Avere un personale poco qualificato è la spia di una cultura alberghiera che manca. Servirebbero professionisti selezionati e non il cugino o l’amico che si improvvisino cameriere e receptionist. “Invito i mie colleghi ad assumere gente specializzata, che conosca il suo mestiere e che sappia vendere e potenziare la struttura alberghiera in cui è impiegato”, afferma Alessandro Pablo Perrone, proprietario dell’hotel Baglio Oneto dei Principi di San Lorenzo. Il suo caso è la prova che anche l’alto di gamma paga: le presenze sono aumentate da quando la struttura è passata da quattro a cinque stelle. “La Sicilia – secondo Faro – ha un turismo di nicchia che sa cosa vuole, che sa di poter decidere e sa che l’offerta non manca. Non ci sono solo sole e mare. Ci sono sapori, colori ed esperienze da vivere 365 giorni l’anno, non solo nella stagione estiva. La Sicilia – aggiunge Faro – non è competitiva dal punto di vista delle infrastrutture, ma lo è qualitativamente perché offre un prodotto personalizzato: la parmigiana con le melanzane dell’orto della nonna, i percorsi sensoriali alla scoperta dei vigneti siculi e il suo immenso patrimonio culturale”. “Il turista in Sicilia non è quello della ‘bottiglietta d’acqua’, che compra al supermercato e non spende nei ristoranti”, aggiunge Perrone. “Il turista in Sicilia è invece consapevole delle ricchezze offerte, vuole vivere la nostra terra, e quindi spende. E ritorna. È questo il nostro punto di forza”.
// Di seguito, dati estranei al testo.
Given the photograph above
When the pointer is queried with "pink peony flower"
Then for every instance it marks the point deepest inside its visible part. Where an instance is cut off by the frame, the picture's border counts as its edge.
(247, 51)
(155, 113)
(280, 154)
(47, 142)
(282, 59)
Perché il casinò sarebbe un danno

“Il nostro punto debole sono invece i servizi”, spiega il sales account manager di Uvet Travel System. Ma questo non vuole dire giocare d’azzardo. “Il nostro Governatore Nello Musumeci aveva parlato della possibile costruzione di un casinò nei pressi di Taormina per incrementare il turismo e il lavoro. Ma dai tempi di Goethe e del suo ‘Viaggio in Sicilia’, Taormina è conosciuta e riconosciuta a livello internazionale come la perla della Sicilia. La realizzazione di un casinò – è convinto Faro – svaluterebbe la città e le sue bellezze perché chi decide di viaggiare per la Sicilia spende in cultura e non alle macchinette o alla roulette”. Così come, aggiunge, “Noto è diventata una delle mete più gettonate non per i Ferragnez ma per il suo barocco”.